[Date Prev][Date Next][Thread Prev][Thread Next][Date Index][Thread Index]
Re: ISO 2022 versus UTF-8 autodetection heuristics
Markus -
> Bram Moolenaar wrote on 1999-11-03 12:38 UTC:
> > > The ISO 2022 code for announcing UTF-8 is
> > >
> > > ESC %G
> >
> > Hmm, this means that actual characters are used here. The application must
> > know about this, to avoid that they are interpreted as ordinary text
> > characters. That will make it more difficult for older programs, and can
> > break some things. Escape codes can have nasty side effects when sent to a
> > terminal.
>
> There exists a strict syntax for ESC codes specified in ECMA 35 and ECMA
> 48 (ISO 2022 and ISO 6429). This allows applications to reliably jump
> over ESC sequences that that do not know. In a nutshell, an ESC sequence
> starts with ESC and ends with a letter (see the standards for the
> precise details). This is widely implemented in terminal emulators (at
> least in the good ones where the authors read the standards ;-).
Read which standard? This can't be the only one. Why else would there be a
termcap/terminfo database with so many entries?
Anyway, I don't know a single application that ignores these escape sequences.
Try "grep %G" on the file that includes the ESC %G from above.
All programs I know just handle the escape sequences like normal text, they
are not ignored and not recognized.
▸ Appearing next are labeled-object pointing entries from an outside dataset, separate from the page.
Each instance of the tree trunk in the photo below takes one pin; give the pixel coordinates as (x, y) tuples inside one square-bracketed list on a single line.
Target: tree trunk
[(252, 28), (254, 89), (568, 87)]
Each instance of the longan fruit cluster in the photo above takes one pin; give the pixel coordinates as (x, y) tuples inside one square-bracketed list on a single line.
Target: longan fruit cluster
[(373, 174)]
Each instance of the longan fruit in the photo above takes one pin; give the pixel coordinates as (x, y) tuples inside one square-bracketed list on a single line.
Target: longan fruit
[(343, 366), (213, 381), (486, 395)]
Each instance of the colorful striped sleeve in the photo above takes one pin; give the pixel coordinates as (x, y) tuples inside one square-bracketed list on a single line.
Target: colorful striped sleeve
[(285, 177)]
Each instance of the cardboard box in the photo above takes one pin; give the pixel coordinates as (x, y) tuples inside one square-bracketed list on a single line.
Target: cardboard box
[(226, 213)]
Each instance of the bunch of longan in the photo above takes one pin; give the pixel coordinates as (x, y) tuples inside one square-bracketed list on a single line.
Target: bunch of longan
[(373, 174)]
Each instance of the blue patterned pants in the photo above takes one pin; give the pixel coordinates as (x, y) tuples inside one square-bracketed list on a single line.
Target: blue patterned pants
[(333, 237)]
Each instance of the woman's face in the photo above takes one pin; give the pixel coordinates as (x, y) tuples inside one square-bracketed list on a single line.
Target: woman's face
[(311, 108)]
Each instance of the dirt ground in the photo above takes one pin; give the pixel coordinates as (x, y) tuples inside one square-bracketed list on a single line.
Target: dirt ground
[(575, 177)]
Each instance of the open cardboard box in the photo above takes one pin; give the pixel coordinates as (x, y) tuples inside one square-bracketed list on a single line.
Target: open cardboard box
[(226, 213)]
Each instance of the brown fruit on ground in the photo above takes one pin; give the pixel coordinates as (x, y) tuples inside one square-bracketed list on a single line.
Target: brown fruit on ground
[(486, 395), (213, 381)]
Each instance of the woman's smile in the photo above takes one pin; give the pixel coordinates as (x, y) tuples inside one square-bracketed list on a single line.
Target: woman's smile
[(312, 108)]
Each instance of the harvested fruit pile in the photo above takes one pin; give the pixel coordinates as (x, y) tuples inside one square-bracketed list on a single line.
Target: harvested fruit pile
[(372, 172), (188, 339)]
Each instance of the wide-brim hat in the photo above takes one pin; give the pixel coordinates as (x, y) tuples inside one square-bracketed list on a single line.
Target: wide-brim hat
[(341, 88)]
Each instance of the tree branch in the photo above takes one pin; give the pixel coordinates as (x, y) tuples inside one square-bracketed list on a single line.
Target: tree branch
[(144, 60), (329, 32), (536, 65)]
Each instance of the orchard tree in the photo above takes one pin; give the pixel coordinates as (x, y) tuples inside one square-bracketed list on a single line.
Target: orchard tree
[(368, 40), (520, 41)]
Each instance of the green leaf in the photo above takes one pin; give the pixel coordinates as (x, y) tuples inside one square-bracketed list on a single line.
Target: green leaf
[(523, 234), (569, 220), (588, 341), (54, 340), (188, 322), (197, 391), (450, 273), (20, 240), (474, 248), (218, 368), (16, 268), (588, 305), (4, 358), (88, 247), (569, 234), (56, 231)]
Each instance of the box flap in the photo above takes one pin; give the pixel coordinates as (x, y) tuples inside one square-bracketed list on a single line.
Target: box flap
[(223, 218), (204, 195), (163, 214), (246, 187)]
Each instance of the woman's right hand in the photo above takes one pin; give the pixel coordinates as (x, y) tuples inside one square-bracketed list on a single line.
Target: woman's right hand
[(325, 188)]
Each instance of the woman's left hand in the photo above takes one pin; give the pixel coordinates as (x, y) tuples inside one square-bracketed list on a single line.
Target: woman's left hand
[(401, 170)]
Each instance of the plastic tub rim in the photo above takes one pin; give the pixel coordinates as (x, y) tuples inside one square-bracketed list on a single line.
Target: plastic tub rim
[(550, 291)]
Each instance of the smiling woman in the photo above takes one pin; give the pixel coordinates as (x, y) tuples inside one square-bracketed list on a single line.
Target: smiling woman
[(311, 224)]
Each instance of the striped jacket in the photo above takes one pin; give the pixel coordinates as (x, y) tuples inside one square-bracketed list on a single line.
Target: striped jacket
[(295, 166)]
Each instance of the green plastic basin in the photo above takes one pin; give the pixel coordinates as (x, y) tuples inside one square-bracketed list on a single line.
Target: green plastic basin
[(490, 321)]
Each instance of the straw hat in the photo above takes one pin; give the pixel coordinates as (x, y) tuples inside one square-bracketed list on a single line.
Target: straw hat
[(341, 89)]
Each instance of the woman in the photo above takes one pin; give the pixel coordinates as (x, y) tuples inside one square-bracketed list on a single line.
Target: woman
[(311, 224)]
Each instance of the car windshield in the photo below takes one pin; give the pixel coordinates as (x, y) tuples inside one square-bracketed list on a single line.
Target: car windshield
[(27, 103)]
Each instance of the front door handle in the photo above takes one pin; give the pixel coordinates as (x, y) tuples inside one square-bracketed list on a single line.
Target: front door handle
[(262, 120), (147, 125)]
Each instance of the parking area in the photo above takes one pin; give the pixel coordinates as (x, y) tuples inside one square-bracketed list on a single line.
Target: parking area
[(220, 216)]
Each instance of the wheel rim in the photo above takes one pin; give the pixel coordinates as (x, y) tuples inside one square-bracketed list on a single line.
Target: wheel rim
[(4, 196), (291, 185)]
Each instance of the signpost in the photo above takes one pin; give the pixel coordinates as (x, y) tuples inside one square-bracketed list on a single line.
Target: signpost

Didn't try many programs, perhaps there
is an obvious one that does recognize them.
I would state that these escape sequences are not useful in a file. They
could be useful when communicating with a terminal emulator though. Is there
a termcap/terminfo entry that specifies that the terminal accepts these codes?
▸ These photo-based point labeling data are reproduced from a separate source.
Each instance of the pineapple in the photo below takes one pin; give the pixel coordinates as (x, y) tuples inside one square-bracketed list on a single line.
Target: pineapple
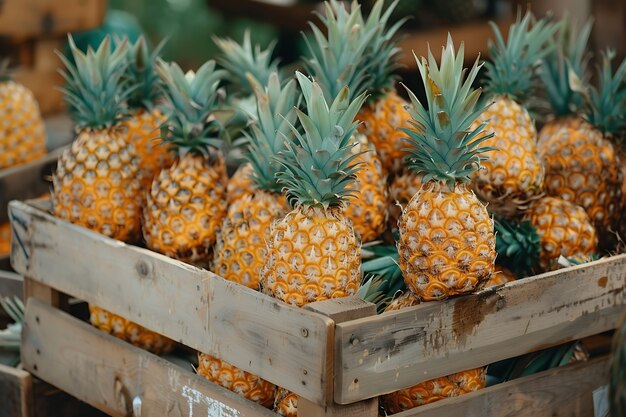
[(582, 164), (569, 56), (187, 201), (22, 136), (241, 251), (96, 184), (447, 242), (512, 173), (313, 252), (338, 57), (145, 118)]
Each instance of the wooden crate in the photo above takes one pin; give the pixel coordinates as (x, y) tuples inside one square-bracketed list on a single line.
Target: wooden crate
[(337, 354)]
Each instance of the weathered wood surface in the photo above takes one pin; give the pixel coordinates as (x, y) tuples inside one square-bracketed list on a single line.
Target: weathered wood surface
[(26, 181), (116, 377), (15, 392), (283, 344), (398, 349), (38, 18), (564, 391)]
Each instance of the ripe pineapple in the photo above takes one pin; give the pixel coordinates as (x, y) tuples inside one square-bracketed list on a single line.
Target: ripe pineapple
[(22, 135), (187, 201), (145, 117), (240, 251), (513, 172), (447, 242), (569, 56), (582, 164), (338, 57), (96, 183), (313, 252)]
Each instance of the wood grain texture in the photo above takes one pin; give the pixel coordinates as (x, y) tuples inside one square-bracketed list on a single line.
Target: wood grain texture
[(38, 18), (281, 343), (564, 391), (115, 376), (15, 392), (398, 349)]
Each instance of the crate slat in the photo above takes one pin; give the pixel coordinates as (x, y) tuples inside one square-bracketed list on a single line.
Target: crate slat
[(398, 349), (110, 374), (286, 345), (563, 391)]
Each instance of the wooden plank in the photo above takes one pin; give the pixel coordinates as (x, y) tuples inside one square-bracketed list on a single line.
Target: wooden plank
[(38, 18), (399, 349), (283, 344), (16, 392), (26, 181), (116, 377), (563, 391)]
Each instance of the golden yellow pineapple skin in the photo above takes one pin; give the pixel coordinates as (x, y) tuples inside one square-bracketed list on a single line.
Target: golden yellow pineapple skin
[(240, 183), (512, 175), (185, 208), (381, 123), (142, 130), (240, 251), (286, 403), (583, 167), (230, 377), (129, 331), (564, 229), (368, 208), (5, 239), (447, 242), (313, 255), (408, 299), (401, 190), (96, 185), (22, 134)]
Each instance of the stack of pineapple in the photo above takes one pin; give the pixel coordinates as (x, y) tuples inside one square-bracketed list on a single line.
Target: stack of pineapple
[(332, 155)]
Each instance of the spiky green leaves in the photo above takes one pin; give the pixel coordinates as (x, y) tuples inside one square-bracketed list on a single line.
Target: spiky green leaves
[(319, 166), (518, 246), (443, 147), (141, 75), (569, 57), (96, 89), (512, 69), (191, 99), (275, 114), (242, 59)]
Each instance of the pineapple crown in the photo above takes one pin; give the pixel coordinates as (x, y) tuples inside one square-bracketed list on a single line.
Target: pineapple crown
[(272, 124), (443, 146), (518, 246), (606, 104), (338, 53), (241, 59), (191, 100), (96, 89), (141, 72), (319, 165), (513, 65), (569, 57)]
> > > The technique that mined98 uses seems to be fairly reliable. In
> > > practice, >98% of all ISO 8859 files contain malformed UTF-8 sequences
> >
> > 98% isn't very reliable. I would aim for 99.9% at least.
>
> I said >98%, not =98%! It is very likely that it works for >99.99% of
> all files. It certainly will certainly detect for >>99.99% of all German
> ISO 8859-1 files that they are obviously not in UTF-8.
Well, why do you say >98% when you really mean >99.9%? :-)
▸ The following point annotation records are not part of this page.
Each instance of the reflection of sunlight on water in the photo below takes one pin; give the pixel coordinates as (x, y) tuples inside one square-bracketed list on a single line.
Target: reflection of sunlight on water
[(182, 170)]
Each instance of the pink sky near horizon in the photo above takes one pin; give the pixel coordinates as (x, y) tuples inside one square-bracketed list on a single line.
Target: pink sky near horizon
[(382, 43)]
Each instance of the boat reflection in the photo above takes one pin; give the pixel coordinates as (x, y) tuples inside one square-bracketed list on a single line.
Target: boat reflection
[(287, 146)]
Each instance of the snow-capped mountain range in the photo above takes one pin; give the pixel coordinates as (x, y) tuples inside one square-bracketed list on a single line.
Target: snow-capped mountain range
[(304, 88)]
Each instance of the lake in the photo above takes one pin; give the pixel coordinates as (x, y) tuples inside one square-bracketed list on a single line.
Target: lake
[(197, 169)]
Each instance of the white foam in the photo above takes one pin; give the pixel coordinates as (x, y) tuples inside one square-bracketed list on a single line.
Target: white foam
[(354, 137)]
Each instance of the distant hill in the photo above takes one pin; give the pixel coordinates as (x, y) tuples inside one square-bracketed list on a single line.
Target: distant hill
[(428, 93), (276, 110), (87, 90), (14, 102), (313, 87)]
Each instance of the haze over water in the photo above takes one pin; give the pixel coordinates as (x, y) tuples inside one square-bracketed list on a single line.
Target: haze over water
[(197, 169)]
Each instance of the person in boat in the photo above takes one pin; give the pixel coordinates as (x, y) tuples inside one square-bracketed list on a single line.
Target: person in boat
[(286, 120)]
> I challenge you to send me a orthographically correct sentence in one of
> the languages listed in the ISO 8859-1 standard, encoded in Latin-1,
> that does not contain a malformed UTF-8 sequence, i.e. which could not
> trivially be identified as not being UTF-8.
Ah, a challenge! Well, here's one: OCÉ® That's the name of the company I
used to work for with an (R) after it. Almost any name can be followed by an
(R), thus this has quite a big change for being found in files. Also, ¹²³
are likely to be used to refer to a footnote, which can also appear after many
of the start characters.
Need I continue? Anyway, I have no idea how often these character
combinations occur, but they do exist. When using another character set than
ISO 8859-1 the chance would be different. Perhaps there is a specific set
with a high probability? Perhaps there is some often used Polish word that
happens to be a valid UTF-8 sequence. Hopefully there is an invalid sequence
in the same file to detect that it's not UTF-8 then.
I would say that these sequences do appear, but we don't know how often.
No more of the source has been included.